Filed under: Uncategorized


Leave a comment
  • Gooble it, then gobble it cause that shit is good. Falafel I mean. Not the napkin sperms.

  • My mother still thinks she's sitting on a gold mine of sweet vintage World Book Encyclopedias that are going to more than pay for her funeral when she kicks it.

    PS: This post would not have been the same without those embedded images. Whatever effort you put into getting them in was more than worth the effort.

  • In reply to autismarmymom:

    lynn, so does my mother in law. do you think it's that generation? they save everything!!! and the effort to do the images is more anxiety. i am a technophobe.

  • I think of Googling as good parenting. The internet has a wealth of great and Up to date information that my dated encyclopedias and dictionaries don't. Although I definitely have been known to tell my kids to look it up in the dictionary, I myself love dictionary.com, because you can hear how a word is supposed to sound. Finding information on Google also gives you multiple points of view and often can segue into whole new subjects with a wealth of information (by the way had to use dictionary.com to get the correct spelling of segue!) I think my children are so much smarter because of Google and the like and we've learned together, because when they asked a question and we said let's Google it we did it together!
    Once again I applaud you for a great topic Nikki!! Well done.

  • In reply to Vickiesb:

    i think i do too, vickie. i just haven't fully adjusted to the idea that books are becoming less important. i love them so much. and thanks. xo

  • In reply to Nicole Knepper:

    I LOVE BOOKS! Yea I'm addicted to books, I have a huge collection of coffee table type books, a collections of cookbooks, collections of antique books and then a whole gigantic collection of everything else in between. I also Kindle, but I do love the feel of a hard back book in my hands and I love turning pages to get to the next part of a story. I will always have books in my house for enjoyment, I just have cut down on books that are needed for practicality. i.e. dictionaries and encyclopedias. And even though I often go to the web for recipes for cooking, it seems in the end I always end up back at my cookbooks.
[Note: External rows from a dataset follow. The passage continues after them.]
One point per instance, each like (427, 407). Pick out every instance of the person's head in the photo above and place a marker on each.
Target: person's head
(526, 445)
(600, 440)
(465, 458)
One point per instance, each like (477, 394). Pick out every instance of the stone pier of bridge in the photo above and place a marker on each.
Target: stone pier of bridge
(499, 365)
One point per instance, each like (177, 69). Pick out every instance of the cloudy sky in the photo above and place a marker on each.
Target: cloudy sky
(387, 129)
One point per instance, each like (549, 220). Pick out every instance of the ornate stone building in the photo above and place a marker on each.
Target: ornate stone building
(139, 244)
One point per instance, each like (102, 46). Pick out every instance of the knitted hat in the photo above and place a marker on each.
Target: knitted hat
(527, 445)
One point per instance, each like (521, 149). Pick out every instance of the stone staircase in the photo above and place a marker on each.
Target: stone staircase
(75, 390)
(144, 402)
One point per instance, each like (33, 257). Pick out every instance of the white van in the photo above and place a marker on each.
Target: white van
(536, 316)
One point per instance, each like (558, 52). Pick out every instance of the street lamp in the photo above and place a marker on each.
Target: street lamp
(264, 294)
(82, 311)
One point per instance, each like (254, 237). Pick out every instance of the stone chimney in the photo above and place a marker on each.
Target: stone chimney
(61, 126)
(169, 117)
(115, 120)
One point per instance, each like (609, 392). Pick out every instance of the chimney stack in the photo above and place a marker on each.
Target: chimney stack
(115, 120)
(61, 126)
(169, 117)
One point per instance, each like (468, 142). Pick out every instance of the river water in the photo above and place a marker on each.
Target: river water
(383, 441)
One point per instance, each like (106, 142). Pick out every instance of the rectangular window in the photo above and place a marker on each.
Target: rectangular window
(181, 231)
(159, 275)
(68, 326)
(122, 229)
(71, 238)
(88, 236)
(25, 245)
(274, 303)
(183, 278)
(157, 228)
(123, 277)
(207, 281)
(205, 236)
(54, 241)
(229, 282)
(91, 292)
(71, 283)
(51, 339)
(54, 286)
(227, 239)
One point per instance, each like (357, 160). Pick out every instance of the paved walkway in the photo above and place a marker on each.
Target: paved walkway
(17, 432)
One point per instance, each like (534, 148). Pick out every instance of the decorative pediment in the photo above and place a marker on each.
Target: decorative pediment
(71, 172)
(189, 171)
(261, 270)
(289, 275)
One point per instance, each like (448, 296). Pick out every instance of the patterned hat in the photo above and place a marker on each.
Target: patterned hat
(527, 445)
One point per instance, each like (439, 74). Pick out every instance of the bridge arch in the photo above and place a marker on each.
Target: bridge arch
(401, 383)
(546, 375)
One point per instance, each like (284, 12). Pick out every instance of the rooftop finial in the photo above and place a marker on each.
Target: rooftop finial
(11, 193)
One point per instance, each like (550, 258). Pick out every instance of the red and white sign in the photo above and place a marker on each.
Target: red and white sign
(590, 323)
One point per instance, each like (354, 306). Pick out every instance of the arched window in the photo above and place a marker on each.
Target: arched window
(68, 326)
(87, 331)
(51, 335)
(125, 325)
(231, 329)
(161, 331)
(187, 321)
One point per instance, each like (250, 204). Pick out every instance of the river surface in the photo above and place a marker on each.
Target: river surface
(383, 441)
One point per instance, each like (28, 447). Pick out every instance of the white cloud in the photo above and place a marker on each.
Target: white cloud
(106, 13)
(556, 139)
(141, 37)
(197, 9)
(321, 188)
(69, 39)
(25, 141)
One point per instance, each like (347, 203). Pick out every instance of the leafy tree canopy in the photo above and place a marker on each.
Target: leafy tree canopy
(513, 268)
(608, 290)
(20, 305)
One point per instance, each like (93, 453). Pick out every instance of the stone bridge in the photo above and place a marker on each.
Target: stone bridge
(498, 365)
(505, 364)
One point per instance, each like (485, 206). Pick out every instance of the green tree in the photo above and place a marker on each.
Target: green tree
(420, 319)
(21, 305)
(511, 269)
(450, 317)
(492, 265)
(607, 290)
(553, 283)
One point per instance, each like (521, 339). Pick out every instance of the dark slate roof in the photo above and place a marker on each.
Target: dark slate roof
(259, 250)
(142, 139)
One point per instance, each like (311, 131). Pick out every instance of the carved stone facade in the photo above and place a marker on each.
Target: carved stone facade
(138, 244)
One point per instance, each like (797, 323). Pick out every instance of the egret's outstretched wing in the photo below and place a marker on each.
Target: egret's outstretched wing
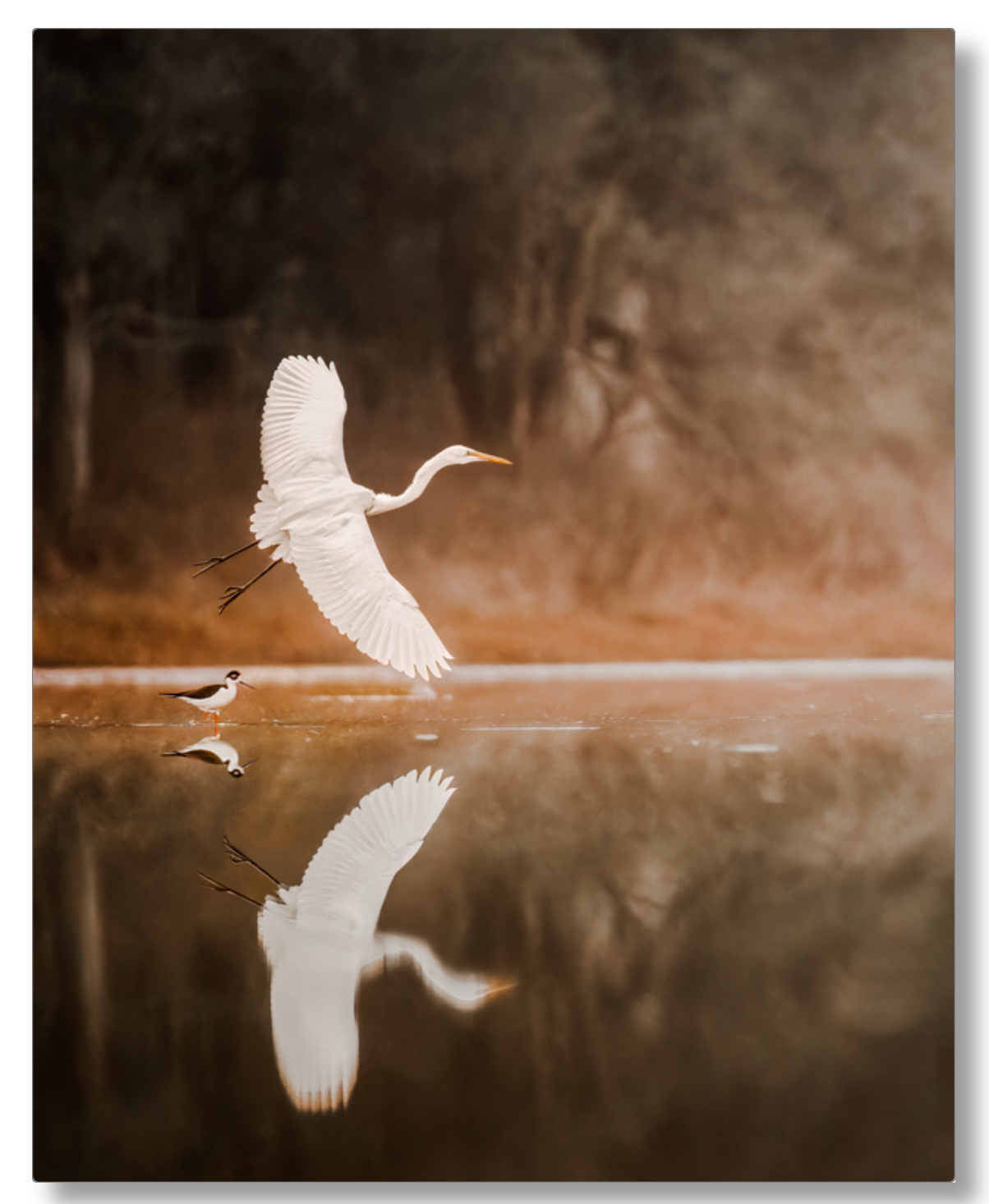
(346, 881)
(340, 565)
(302, 424)
(314, 1027)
  • When I was a kid I used to read Sidney J. Harris' column and looked forward to the one he would do occasionally, Things I Learned from Looking up Other Things.

    I would get side tracked a lot when made to "Look it Up", still do.

  • In reply to Ken G:

    Ken, that happens to me all the time ... whether I'm on Google or in the library. When I was in uni I would spend days lost in the stacks of the reference library, surrounded by stuff that managed to "suggest" itself as good reading while I was looking for essay fodder!

  • fb_avatar

    I think when I die... if someone asks my kids how I died... they will probably be so entrenched in it... that they may just answer... "I don't know, Google It"

  • fb_avatar

    1) The best part of that screenshot is that a Cracked article comes up first (I love that site so very, very much...knowledge AND swearing!)

    2) My parents always said "Figure it out yourself" and we did not have books or interwebs. I think this is the reason I have such an awesome critical thinking talent. I can figure ANYTHING out. Of course, I google a LOT now but that's just better reference material. I think getting your kids to learn to figure shit out is one of the best things you can do for them.